A The Best Açaí, maior rede de self-service de açaí e sorvetes do mundo, foi reconhecida internacionalmente ao conquistar a 26ª posição no ranking “The Americas’ Fastest-Growing Companies 2026”, elaborado pelo Financial Times em parceria com a Statista. A lista reúne as 300 empresas com maior crescimento de receita nas Américas, considerando o desempenho entre 2021 e 2024.
A presença no top 30 coloca a empresa brasileira entre os principais casos de crescimento acelerado do continente, em um ranking tradicionalmente dominado por companhias de tecnologia e mercados mais maduros, como Estados Unidos e Canadá.
O reconhecimento internacional acontece em um momento estratégico para a companhia, que encerrou 2025 com faturamento recorde de R$ 1 bilhão e projeta crescer cerca de 50% em 2026, com expectativa de atingir R$ 1,5 bilhão em receita.
“Estar entre as empresas que mais crescem nas Américas é uma validação importante da nossa estratégia e da consistência do nosso modelo de negócio. Somos a única empresa brasileira de Food & Beverages listada na publicação. Mais do que crescer rápido, nosso foco sempre foi crescer com estrutura, eficiência e visão de longo prazo”, afirma Sérgio Kendy, sócio-fundador e CEO da The Best Açaí.
O desempenho da rede chama atenção especialmente pelo contexto em que está inserida. O mercado brasileiro de açaí movimentou cerca de R$ 23 bilhões em 2024, segundo a Euromonitor International, com projeção de crescimento anual entre 6% e 8% até 2027.
Ainda assim, o setor de food service enfrenta desafios ligados à desaceleração do consumo, inflação e aumento de custos operacionais.
Na contramão desse cenário, a The Best Açaí vem ampliando sua participação de mercado e acelerando sua expansão física.

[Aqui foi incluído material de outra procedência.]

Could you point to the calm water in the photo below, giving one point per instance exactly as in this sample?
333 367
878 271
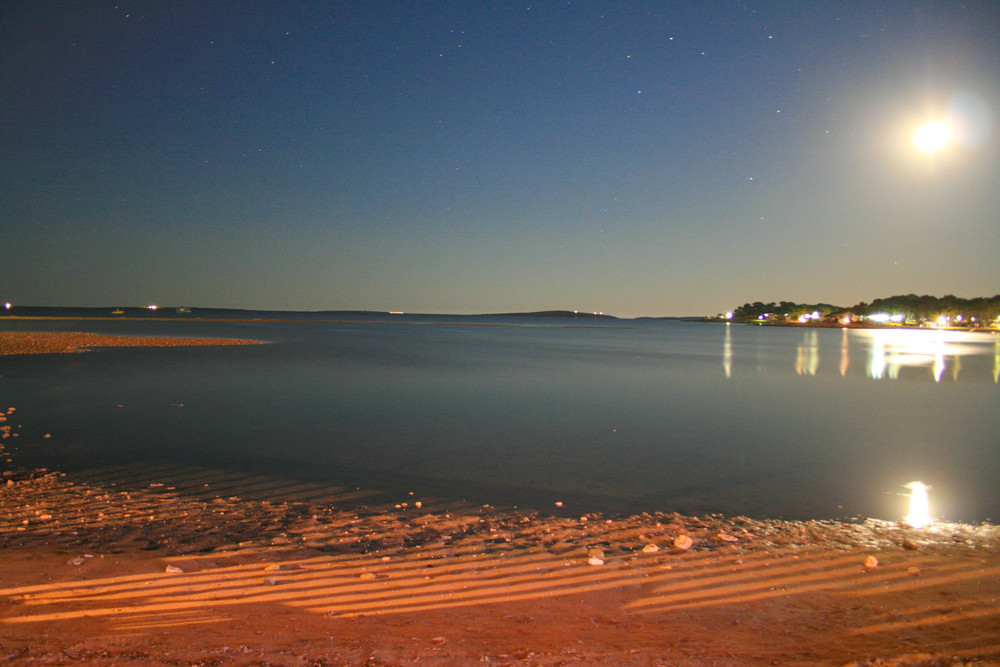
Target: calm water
633 416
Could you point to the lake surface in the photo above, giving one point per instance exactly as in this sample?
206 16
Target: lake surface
614 415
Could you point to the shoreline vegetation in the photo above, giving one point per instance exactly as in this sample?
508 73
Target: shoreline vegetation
175 565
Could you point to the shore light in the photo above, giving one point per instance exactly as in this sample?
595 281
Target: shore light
920 514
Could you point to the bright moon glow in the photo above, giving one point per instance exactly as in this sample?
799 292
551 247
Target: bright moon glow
932 137
920 513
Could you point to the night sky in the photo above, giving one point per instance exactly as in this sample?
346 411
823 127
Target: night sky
635 158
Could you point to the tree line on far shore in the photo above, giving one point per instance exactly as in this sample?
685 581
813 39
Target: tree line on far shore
909 306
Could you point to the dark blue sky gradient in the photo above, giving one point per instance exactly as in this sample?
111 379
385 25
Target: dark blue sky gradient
635 158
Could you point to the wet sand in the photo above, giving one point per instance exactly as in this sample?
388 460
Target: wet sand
160 564
49 343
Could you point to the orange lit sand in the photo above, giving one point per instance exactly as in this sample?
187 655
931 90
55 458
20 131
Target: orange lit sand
45 343
160 564
328 581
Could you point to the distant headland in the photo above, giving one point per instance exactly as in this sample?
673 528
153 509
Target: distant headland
908 310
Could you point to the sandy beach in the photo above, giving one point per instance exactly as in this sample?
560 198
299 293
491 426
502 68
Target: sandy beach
162 564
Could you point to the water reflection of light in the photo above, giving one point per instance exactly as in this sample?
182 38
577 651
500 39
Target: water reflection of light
894 349
920 513
727 351
996 362
807 354
845 356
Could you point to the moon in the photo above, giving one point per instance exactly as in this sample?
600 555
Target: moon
932 136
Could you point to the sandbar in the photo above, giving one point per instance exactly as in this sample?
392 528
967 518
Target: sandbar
18 342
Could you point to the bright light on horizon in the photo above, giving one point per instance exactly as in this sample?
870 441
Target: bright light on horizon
920 514
932 136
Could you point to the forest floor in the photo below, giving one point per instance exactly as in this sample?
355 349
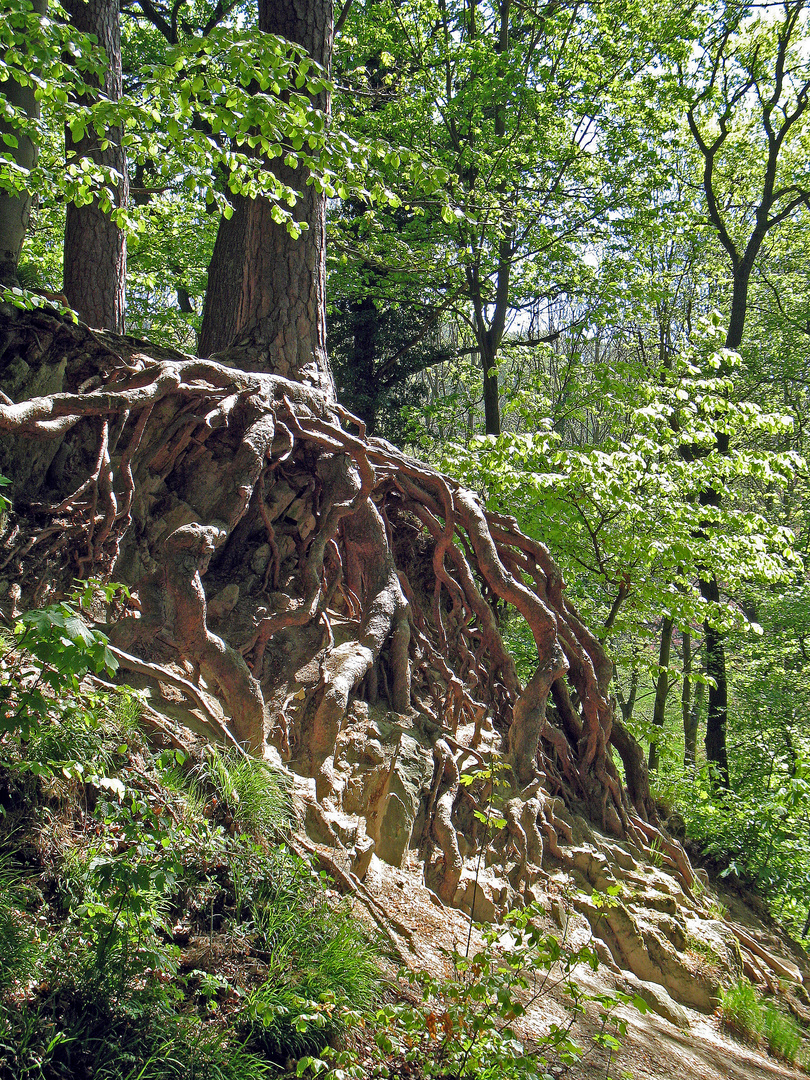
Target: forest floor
651 1047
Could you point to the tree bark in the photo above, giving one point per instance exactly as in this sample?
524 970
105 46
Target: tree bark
95 247
266 293
14 210
662 688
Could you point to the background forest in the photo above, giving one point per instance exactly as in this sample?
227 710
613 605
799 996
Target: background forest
566 262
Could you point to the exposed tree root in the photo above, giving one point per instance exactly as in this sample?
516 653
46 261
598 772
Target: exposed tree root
353 570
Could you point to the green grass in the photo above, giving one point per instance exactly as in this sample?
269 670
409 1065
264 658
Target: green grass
763 1022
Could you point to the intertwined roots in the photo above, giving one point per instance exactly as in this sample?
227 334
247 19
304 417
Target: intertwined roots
254 502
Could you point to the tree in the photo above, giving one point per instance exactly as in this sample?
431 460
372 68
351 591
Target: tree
262 282
516 104
289 567
15 200
748 86
95 244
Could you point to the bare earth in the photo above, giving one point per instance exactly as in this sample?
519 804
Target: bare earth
652 1049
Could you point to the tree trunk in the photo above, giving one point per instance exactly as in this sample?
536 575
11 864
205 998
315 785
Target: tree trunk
14 208
662 689
266 295
686 705
717 711
95 247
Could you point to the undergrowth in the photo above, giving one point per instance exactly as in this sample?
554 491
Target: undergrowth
156 923
746 1014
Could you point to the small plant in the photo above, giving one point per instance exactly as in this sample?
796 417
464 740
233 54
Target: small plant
17 952
463 1026
747 1015
243 791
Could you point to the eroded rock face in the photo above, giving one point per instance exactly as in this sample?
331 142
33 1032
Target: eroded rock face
647 922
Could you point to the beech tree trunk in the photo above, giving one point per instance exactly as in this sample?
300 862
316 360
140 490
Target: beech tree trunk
95 247
266 293
14 208
662 687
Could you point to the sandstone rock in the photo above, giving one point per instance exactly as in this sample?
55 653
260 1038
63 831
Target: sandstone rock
362 855
657 999
260 557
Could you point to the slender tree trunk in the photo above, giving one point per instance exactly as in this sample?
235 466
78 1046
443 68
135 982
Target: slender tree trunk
14 210
95 247
662 688
717 711
267 291
690 732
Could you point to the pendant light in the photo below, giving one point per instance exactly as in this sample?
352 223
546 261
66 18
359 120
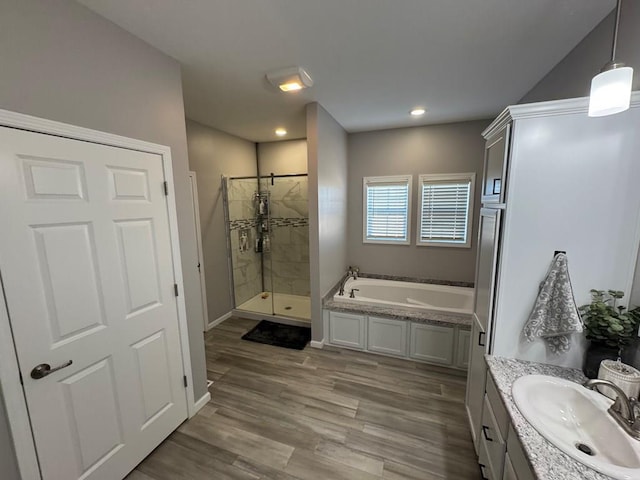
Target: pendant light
611 88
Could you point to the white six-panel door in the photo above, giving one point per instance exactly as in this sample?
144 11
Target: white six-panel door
85 258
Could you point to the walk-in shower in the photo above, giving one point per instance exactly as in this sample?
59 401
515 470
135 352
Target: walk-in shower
267 222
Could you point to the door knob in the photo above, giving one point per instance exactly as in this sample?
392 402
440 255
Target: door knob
44 369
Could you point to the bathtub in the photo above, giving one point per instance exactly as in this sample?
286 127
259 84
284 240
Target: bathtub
415 296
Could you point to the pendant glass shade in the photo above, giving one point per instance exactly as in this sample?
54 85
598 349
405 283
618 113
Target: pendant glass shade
610 92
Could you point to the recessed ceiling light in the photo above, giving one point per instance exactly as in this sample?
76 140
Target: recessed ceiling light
290 79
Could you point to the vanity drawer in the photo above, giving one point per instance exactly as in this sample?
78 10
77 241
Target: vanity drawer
493 440
502 418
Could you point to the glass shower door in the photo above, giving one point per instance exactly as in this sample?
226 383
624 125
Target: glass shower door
286 261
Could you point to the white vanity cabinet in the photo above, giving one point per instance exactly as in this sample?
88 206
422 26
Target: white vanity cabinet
500 454
446 345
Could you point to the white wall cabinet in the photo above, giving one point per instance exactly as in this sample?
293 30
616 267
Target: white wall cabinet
432 343
387 336
347 330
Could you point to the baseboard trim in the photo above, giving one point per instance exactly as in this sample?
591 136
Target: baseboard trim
202 402
219 320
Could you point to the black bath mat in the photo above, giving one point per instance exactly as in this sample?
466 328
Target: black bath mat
280 335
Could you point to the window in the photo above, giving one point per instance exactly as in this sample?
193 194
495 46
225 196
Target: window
387 209
446 209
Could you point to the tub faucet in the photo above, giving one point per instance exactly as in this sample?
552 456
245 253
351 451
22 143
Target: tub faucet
343 281
622 410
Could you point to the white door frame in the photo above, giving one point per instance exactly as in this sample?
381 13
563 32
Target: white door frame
196 217
11 386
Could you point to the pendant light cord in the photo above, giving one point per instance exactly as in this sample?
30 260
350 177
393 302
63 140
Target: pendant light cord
615 32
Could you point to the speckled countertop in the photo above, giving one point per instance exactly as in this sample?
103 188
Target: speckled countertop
434 318
463 321
547 461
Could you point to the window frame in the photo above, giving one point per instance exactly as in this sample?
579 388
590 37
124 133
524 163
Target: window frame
425 178
366 181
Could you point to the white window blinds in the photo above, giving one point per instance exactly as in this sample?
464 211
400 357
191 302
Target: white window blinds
446 208
387 209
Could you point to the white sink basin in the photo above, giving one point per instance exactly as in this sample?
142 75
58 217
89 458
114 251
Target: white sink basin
570 416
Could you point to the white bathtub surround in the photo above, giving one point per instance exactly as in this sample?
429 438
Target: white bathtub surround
414 296
420 321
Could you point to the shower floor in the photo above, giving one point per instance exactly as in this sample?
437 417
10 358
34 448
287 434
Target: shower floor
295 306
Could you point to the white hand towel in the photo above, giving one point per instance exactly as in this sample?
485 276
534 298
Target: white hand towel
555 315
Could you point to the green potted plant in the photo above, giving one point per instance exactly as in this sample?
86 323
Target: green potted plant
609 326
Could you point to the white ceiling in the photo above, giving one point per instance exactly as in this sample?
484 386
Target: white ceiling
371 60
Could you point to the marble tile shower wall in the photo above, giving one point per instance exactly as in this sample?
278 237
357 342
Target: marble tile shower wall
286 267
247 265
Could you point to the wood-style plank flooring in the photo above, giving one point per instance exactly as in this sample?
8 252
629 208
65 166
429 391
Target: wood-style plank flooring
327 414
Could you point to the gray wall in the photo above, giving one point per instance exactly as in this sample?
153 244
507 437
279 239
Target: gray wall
284 157
62 62
327 144
449 148
572 76
8 464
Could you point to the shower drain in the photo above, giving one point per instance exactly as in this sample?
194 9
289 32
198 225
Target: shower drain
585 449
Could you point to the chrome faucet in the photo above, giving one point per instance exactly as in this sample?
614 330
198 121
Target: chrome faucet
351 272
623 409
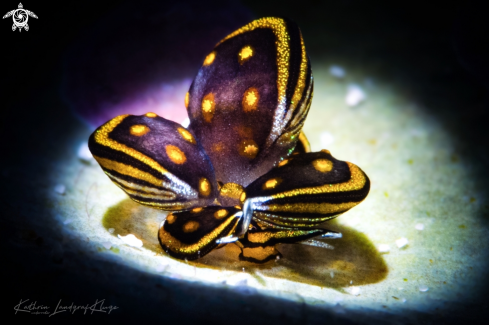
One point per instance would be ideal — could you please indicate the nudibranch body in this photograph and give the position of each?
(242, 171)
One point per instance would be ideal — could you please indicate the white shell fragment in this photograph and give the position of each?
(131, 240)
(401, 242)
(337, 71)
(354, 291)
(326, 139)
(354, 95)
(384, 248)
(60, 189)
(84, 153)
(106, 244)
(423, 288)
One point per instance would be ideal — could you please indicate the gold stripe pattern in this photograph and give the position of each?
(181, 248)
(102, 138)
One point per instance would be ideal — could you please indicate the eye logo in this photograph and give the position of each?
(20, 17)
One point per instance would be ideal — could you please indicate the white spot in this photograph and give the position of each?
(131, 240)
(355, 95)
(60, 189)
(106, 244)
(401, 242)
(354, 291)
(384, 248)
(423, 288)
(186, 122)
(84, 153)
(326, 139)
(337, 71)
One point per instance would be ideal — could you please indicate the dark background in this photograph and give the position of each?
(435, 51)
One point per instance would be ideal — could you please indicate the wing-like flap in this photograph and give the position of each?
(249, 100)
(192, 234)
(307, 189)
(155, 161)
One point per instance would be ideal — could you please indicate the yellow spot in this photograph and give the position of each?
(248, 148)
(171, 218)
(204, 187)
(323, 165)
(250, 99)
(139, 130)
(219, 214)
(217, 147)
(282, 45)
(186, 135)
(283, 162)
(245, 53)
(208, 107)
(191, 226)
(186, 99)
(209, 58)
(271, 183)
(175, 154)
(231, 190)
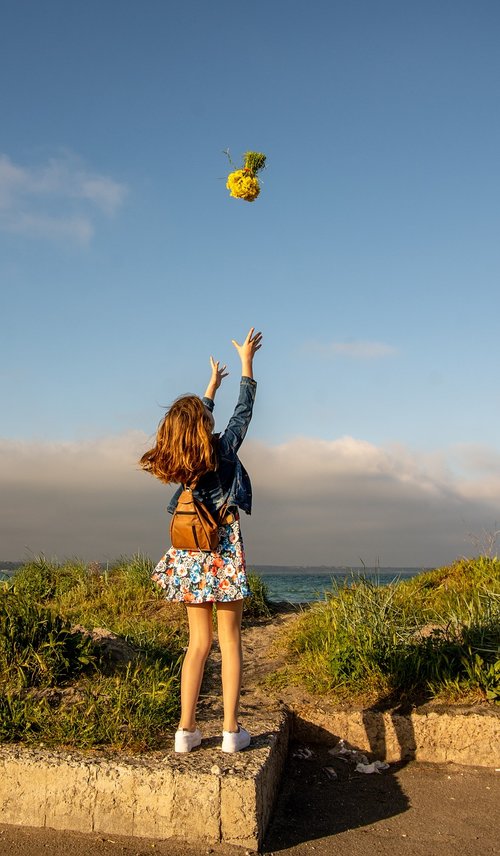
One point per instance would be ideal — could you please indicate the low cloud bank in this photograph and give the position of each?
(316, 502)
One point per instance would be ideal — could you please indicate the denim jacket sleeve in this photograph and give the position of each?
(232, 438)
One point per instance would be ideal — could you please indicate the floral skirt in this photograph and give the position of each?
(195, 576)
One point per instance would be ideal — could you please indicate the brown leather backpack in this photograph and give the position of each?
(192, 526)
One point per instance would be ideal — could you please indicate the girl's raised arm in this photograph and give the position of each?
(218, 373)
(247, 351)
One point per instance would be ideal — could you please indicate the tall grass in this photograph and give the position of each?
(435, 636)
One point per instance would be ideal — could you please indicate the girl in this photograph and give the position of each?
(187, 452)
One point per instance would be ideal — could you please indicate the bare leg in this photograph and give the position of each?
(229, 628)
(200, 642)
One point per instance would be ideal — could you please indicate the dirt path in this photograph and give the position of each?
(260, 657)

Em 2025, a rede superou a marca de 800 unidades em operação no Brasil e Paraguai, consolidando-se como uma das maiores redes de alimentação do país.
Para 2026, a meta é atingir 1.000 lojas ativas e avançar na internacionalização, com operações já iniciadas e planejadas também nos Estados Unidos. O plano inclui ainda a comercialização de cerca de 300 novas franquias ao longo do ano, reforçando o franchising como principal alavanca de crescimento.
O avanço da companhia é sustentado por uma estratégia estruturada em quatro pilares: expansão territorial, inovação de produto, fortalecimento operacional e uso intensivo de tecnologia para ganho de eficiência. Parte crucial desse movimento reside na capacidade da rede em ditar e acompanhar tendências de consumo focadas em indulgência e novidade.
A The Best Açaí aposta em um calendário de lançamentos e campanhas de tempo limitado que geram alto engajamento e viralização, explorando desde datas sazonais até sabores que fogem do óbvio no setor, com campanhas de sucesso como as realizadas na Páscoa e outros grandes eventos, que impulsionam novidades e produtos com alto potencial de viralização.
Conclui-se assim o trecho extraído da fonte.